Der bankirai Zaun
21. Juli 2008 | Von Elke | Kategorie: Haushalt
Wer sich nach der Anschaffung von Gartenmöbeln, Zäunen und Böden nicht weiter um diese kümmern will, also keine Zeit in Pflege und Wartung investieren möchte, sollte sich für Bankiraiholz entscheiden. Dieses Holz stammt aus Südostasien und ist viel wetterbeständiger als einheimisches Holz, weil es stabiler und härter ist. Eine Terrasse aus Bankiraiholz muss daher auch nicht imprägniert werden. Sogar Flecken werden mit der Zeit von selbst verblassen. Auch die Anschaffung von einem bankirai Zaun empfiehlt sich, da dieses Holz nicht dazu neigt, sich zu verziehen. Außerdem findet man auf dem bankirai Zaun keine Astlöcher, er ist witterungsbeständig und überhaupt nicht anfällig für Pilze. All dies rechtfertigt auch seinen Preis, der höher ist, als der von einheimischem Holz. Da aber beinahe keine Folgekosten entstehen, kann der Preis einer einmaligen Anschaffung gerne etwas höher sein.

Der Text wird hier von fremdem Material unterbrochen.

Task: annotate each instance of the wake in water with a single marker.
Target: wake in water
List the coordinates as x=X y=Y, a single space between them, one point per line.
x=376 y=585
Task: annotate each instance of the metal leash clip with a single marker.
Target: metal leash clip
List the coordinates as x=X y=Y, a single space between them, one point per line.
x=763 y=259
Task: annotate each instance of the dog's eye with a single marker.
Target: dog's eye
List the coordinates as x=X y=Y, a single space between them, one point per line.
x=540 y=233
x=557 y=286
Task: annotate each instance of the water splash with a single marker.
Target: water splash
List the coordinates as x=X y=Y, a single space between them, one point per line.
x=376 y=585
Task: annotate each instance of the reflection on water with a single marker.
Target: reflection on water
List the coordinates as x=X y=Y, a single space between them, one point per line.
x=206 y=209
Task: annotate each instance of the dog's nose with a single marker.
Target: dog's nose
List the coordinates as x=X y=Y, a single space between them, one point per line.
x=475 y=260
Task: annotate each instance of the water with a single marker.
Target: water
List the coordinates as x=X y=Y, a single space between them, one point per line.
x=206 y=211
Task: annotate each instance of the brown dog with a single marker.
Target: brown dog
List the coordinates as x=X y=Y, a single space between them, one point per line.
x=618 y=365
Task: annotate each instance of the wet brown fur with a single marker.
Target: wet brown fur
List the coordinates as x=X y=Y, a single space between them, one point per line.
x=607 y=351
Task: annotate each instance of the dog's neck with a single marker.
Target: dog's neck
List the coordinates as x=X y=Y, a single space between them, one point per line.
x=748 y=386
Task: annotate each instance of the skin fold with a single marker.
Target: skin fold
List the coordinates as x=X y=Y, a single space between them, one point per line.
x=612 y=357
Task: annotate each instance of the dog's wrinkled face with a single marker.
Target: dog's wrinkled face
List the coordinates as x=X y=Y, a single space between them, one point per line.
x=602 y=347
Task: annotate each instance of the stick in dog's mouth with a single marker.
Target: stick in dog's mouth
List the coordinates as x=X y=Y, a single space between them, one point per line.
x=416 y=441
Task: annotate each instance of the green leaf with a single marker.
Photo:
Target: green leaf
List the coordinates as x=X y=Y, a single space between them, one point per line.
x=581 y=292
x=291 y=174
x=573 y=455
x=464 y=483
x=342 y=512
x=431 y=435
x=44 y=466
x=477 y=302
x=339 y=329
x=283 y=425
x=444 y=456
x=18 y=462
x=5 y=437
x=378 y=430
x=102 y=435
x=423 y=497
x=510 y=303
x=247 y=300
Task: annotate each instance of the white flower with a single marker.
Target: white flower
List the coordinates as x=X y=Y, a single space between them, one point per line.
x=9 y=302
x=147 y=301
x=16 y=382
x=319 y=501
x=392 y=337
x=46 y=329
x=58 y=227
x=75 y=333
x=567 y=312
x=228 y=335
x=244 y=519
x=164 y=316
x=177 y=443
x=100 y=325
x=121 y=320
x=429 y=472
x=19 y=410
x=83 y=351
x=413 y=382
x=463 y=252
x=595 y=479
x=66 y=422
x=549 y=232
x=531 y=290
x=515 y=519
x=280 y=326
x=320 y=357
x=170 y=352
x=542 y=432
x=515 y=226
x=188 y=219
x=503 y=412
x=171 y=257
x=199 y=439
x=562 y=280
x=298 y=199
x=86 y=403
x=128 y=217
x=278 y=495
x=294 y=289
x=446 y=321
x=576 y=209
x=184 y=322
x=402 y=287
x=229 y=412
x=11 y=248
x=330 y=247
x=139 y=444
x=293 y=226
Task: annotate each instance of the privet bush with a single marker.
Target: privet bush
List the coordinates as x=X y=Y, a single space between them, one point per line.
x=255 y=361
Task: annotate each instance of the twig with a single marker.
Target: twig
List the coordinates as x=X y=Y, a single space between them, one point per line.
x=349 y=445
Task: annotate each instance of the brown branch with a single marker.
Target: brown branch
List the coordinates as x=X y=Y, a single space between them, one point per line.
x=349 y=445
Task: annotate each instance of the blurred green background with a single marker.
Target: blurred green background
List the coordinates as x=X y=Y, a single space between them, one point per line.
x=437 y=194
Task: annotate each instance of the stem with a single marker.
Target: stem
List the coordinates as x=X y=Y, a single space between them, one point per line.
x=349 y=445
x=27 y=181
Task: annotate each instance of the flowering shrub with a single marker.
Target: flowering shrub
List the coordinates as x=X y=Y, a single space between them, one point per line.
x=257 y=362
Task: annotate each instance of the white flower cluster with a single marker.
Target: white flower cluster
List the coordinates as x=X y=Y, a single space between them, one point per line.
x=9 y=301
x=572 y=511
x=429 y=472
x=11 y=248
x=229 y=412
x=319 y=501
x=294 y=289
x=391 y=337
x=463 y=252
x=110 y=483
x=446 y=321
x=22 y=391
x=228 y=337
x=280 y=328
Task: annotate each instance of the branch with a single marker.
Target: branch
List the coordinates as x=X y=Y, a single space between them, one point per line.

Dies wird sich ziemlich schnell rentieren. Beim Aufbau kann man allerdings etwas falsch machen, hier gilt es darauf zu achten, dass man keine Eisenschrauben benutzt, sondern lediglich Schrauben aus rostfreiem Edelstahl. Der bankirai Zaun würde mit dem Eisen reagieren und unschöne schwarze Flecken bilden, die man nur sehr schwer wieder entfernen kann. Diesen Prozess kennt man aber bereits von Eichenholz und wer sich an die richtige Verschraubung hält, wird dreißig Jahre Freude an seinem bankirai Zaun haben. Natürlich gibt es den bankirai Zaun auch in verschiedenen Ausführungen, wer gerne einen blickdichten bankirai Zaun hat, wird ebenso einen passenden finden, wie diejenigen, die sich am Zaun noch mit ihren Nachbarn unterhalten wollen, aber eine Kennzeichnung ihres Grundstückes wünschen.